The evening was warm but not muggy, and within a few minutes of seating myself on a rather unusual swivel chair carved out of rock, a mother and grandmother, with four children in tow, arrived in the courtyard. The women sat down on a bench opposite with a baby girl. Their three boys then ran about and laughed, and raced sticks and leaves against each other in the fountain’s river-like layout, rather like in A.A. Milne’s classic “Winnie the Pooh”.
At first I paid no attention, since I was texting people or just watching the water flowing. Yet after a while the loud cries of delight on the part of the children, who were chasing about and coming right next to me at times, broke my reverie.
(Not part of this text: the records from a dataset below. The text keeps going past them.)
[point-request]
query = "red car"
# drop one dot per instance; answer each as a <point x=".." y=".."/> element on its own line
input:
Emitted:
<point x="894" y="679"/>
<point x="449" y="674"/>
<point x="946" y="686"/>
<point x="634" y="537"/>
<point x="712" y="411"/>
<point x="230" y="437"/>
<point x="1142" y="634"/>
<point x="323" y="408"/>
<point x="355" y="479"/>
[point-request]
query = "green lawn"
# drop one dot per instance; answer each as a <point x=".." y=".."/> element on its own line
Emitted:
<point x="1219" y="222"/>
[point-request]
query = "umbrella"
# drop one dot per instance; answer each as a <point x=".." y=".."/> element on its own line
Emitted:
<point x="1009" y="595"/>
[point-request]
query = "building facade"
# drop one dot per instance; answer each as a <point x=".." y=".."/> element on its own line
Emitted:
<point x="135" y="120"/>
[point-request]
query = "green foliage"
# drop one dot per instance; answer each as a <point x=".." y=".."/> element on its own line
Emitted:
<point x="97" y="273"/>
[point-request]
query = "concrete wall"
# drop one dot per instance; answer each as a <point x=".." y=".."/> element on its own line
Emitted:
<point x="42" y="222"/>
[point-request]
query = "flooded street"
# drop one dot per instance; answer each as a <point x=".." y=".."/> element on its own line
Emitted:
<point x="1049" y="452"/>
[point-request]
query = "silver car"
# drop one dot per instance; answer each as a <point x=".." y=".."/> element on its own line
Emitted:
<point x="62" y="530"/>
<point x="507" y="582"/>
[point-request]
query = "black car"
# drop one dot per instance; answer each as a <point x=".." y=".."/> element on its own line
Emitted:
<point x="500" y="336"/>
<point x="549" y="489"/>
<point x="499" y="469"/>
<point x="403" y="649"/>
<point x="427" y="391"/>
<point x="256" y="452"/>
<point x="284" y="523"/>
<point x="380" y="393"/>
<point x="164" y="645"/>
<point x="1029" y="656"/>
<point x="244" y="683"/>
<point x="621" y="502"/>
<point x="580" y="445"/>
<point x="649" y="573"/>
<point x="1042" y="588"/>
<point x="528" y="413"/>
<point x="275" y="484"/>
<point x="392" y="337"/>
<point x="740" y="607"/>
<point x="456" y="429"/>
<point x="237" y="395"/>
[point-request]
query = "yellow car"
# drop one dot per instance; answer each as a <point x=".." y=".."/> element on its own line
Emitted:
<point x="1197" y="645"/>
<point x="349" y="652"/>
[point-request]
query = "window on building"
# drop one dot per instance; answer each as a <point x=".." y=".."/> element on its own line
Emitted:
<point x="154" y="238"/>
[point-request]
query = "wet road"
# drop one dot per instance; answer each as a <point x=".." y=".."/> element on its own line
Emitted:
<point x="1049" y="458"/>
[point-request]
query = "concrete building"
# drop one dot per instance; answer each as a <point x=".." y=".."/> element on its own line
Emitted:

Yet after several minutes, my annoyance vanished, in a more positive reflection on the significance of what these children were doing.
Of course the reality is that disappointment is part and parcel of life, though admittedly not the best part. Summer vacation always comes to an end, after all, and one must go back to school, as I am sure the children from last evening will have to do shortly. If you are about six years old, that is a major disappointment, indeed.
When you get older, the nature of these disappointments change. Perhaps you do not get a promotion you had hoped for, or the house you put a bid on goes to someone else. It would be easy to turn in on oneself, and stay focused on that disappointment. Too many adults seem to take this path, becoming embittered and unable to move on with their lives.
As is so often the case, the adult can learn a great deal from the child in these moments. The disappointments of childhood never last long, for the simple reason that the child has too many other things to think about. How can one whinge on and on about losing the boxcar derby this afternoon, when there are going to be so many moths and fireflies to chase this evening?
We should not make light of anyone’s disappointments, including our own, for our feelings about such things are very real and very legitimate. To pretend that everything is fine when it isn’t does no one any good. Yet no matter how great or small the disappointment, there is always something that comes next that we ought to greet with anticipation and joy.
Perhaps your stick did not float as quickly as your brother’s down the stream, and for you that is surely a great disappointment. You may feel as though you will never get over it – and you won’t, if you stay fixated on it. But tonight you and brothers will have a hot bath, and you will put on your pajamas, and you will all bounce up and down on the hotel beds to see who can jump the highest.
Now that indeed is something to look forward to.